Over the course of his career, Asimov won many awards, including several Hugo and Nebula Awards, as well as numerous accolades from science institutions. During his life, Asimov was a long-time member and vice president of Mensa International, while he took more joy in being president of the American Humanist Association. Following his passing, his legacy remains in and out of libraries around the world. The asteroid 5020 Asimov, a crater on the planet Mars, a Brooklyn elementary school, and a literary award, are all named in his honor.
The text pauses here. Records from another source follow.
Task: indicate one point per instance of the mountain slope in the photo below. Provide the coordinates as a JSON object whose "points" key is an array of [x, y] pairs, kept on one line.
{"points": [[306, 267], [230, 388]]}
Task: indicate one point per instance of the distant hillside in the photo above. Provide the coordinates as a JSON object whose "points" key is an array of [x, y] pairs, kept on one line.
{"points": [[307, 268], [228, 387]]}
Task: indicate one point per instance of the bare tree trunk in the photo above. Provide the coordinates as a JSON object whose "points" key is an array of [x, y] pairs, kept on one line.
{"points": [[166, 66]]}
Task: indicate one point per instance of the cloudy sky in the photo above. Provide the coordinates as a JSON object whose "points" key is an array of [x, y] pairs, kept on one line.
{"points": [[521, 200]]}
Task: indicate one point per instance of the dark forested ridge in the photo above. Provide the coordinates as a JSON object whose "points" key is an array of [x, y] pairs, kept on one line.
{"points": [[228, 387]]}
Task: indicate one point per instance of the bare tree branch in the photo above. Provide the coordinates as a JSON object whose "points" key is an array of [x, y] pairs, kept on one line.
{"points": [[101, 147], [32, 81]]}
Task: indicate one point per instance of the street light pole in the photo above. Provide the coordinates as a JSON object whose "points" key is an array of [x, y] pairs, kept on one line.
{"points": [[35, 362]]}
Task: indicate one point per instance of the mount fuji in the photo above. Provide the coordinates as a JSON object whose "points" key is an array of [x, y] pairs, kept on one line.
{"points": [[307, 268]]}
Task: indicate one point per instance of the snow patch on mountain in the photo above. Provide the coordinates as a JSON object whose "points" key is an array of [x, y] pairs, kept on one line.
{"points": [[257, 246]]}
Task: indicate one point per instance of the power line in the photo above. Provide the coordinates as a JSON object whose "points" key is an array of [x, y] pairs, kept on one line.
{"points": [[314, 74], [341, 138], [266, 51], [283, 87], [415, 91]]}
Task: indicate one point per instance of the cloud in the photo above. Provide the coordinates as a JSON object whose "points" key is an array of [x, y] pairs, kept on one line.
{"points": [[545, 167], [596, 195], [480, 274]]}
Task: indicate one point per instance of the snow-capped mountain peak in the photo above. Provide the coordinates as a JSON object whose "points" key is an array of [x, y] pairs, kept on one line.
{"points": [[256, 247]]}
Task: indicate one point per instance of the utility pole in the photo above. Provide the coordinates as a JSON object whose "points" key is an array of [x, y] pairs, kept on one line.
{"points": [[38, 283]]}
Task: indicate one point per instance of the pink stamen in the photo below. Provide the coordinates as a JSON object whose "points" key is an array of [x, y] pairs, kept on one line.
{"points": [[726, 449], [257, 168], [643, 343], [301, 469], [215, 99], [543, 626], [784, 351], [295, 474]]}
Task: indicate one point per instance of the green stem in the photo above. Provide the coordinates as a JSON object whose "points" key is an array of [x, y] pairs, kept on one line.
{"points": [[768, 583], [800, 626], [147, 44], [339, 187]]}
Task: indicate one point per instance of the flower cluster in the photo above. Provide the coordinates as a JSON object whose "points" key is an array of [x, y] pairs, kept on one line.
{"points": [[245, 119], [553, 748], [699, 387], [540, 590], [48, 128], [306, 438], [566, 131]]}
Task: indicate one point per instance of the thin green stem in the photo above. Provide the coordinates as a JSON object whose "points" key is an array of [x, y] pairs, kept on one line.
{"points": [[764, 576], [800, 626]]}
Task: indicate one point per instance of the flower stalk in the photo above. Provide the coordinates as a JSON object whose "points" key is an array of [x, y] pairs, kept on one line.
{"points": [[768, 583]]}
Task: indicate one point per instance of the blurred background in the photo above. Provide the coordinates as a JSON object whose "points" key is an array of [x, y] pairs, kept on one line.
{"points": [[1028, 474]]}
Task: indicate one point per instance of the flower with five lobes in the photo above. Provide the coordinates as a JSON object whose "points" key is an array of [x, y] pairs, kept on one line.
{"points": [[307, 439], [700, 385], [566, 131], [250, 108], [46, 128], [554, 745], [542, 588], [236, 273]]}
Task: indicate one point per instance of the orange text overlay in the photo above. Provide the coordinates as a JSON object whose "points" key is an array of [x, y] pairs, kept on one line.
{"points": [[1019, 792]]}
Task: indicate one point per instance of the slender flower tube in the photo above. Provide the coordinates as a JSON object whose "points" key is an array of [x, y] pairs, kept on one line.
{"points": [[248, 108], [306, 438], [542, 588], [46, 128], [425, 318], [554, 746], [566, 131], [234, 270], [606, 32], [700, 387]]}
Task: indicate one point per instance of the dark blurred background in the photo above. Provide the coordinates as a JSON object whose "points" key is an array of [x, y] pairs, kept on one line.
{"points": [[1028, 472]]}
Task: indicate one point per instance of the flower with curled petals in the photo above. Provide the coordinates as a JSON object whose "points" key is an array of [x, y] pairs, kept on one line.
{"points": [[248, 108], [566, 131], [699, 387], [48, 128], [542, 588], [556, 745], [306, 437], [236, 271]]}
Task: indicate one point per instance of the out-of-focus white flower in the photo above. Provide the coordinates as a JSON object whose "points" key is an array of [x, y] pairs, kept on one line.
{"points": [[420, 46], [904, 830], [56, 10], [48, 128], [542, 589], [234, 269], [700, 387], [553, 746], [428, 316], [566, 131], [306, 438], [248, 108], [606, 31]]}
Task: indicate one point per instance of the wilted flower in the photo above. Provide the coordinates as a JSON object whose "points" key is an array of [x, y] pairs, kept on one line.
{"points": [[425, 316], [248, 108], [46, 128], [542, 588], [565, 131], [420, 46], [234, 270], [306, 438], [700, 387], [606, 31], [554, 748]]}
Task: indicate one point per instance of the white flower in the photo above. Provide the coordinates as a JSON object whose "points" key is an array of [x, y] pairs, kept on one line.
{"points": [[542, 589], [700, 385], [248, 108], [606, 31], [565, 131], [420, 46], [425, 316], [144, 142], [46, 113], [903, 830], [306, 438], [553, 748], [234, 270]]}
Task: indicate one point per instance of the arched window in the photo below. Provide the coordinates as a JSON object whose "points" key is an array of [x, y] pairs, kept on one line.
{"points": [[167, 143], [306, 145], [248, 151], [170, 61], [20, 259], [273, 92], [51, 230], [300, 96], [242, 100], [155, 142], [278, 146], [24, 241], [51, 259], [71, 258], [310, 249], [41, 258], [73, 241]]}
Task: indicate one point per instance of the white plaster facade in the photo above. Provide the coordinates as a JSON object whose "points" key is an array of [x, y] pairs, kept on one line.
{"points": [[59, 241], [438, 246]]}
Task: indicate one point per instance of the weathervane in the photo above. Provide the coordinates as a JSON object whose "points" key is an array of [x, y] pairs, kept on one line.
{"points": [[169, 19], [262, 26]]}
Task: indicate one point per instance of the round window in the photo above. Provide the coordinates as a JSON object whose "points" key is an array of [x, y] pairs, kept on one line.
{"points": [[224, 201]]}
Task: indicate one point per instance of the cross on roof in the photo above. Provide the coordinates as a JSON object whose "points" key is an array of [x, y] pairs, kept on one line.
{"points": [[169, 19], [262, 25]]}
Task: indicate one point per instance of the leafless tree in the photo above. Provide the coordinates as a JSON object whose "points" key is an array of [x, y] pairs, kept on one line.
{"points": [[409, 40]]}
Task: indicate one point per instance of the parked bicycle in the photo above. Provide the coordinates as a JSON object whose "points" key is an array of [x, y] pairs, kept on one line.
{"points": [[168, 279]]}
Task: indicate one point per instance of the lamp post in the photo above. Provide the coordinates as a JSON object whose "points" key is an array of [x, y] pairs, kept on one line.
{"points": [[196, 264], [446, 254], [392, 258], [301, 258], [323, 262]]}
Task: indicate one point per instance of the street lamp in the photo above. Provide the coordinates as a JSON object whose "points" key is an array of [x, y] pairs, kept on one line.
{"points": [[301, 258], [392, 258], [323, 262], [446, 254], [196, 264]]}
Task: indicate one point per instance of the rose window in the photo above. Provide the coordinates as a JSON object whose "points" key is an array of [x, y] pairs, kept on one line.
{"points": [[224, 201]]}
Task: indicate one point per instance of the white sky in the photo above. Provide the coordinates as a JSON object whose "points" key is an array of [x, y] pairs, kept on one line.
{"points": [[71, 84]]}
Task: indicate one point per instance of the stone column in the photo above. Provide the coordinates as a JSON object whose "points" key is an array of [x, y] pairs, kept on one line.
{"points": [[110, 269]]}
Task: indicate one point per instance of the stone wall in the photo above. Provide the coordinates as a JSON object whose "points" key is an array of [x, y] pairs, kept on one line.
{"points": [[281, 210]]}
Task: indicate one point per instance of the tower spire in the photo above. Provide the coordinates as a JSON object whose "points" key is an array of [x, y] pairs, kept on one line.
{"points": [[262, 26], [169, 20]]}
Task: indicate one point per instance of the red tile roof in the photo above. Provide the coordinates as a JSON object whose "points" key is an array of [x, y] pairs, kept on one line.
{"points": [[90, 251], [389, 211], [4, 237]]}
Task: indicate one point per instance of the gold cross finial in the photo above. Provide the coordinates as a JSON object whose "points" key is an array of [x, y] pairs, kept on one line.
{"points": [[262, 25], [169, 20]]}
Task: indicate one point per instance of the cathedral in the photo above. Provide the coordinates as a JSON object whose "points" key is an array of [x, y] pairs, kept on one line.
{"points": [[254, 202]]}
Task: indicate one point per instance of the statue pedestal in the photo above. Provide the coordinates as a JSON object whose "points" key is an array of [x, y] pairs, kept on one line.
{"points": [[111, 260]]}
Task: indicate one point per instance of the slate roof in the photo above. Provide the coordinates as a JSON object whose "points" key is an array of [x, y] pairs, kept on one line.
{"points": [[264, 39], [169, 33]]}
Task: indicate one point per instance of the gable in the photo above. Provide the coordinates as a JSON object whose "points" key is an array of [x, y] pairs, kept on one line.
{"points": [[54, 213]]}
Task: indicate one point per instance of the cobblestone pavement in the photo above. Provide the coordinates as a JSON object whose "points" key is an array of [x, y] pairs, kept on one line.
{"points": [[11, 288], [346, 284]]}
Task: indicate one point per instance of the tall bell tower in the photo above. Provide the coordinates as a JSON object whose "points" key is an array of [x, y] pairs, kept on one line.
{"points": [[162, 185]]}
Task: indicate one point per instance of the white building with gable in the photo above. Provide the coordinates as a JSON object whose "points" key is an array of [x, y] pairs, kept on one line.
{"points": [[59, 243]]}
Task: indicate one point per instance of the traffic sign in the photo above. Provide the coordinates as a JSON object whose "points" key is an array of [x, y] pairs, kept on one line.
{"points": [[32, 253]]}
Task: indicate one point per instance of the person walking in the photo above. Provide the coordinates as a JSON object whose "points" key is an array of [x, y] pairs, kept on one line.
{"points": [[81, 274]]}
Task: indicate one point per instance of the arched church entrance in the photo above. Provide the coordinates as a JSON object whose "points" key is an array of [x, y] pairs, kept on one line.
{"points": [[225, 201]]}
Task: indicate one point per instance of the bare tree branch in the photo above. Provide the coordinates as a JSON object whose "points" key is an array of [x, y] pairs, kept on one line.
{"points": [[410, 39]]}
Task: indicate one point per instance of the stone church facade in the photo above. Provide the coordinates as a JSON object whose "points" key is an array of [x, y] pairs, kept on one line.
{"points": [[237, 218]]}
A prodigy, Asimov graduated from high school at 15 and soon began a complicated relationship with Columbia University that would ultimately result in him obtaining three degrees from the school. Due to anti-Semitism, Asimov was initially rejected by Columbia College in Manhattan and directed to Seth Low Junior College, a satellite school in Brooklyn. When that school closed in 1936, Asimov was allowed to finish his Bachelor of Science degree in chemistry at what would later be considered the Columbia University School of General Studies. Following rejections by medical schools, Asimov applied to the graduate program in chemistry at Columbia in 1939; where once again he was rejected, only to be accepted later by Columbia on a probationary basis. In 1941, he received his Master of Arts degree in chemistry. Following the Pearl Harbor attack, he worked at the Naval Air Experimental Station in Philadelphia from 1942 to 1945, and then returned to Columbia where he graduated with a PhD in chemistry in 1948.

Since graduating, Asimov was known to occasionally visit his alma mater. In 1978, for instance, he was back on campus to celebrate a former Columbia chemistry professor, Charles Dawson, who was receiving the prestigious Mark Van Doren Award. Asimov spoke to a crowd of nearly three hundred faculty members and students on what his former professor had meant to him. Five years later, the great writer had another occasion to visit Columbia: this time to receive an honorary degree during Columbia University's 229th commencement. Presiding over the ceremonies, Columbia's president, Michael Sovern, said this of the legendary writer, "writing brilliantly about the future, you have shown a profound understanding of the past." Later, in 1988, Asimov was also the featured speaker at the Graduate School of Arts and Sciences Dean's Day and he posthumously remains one of Columbia's most celebrated graduates.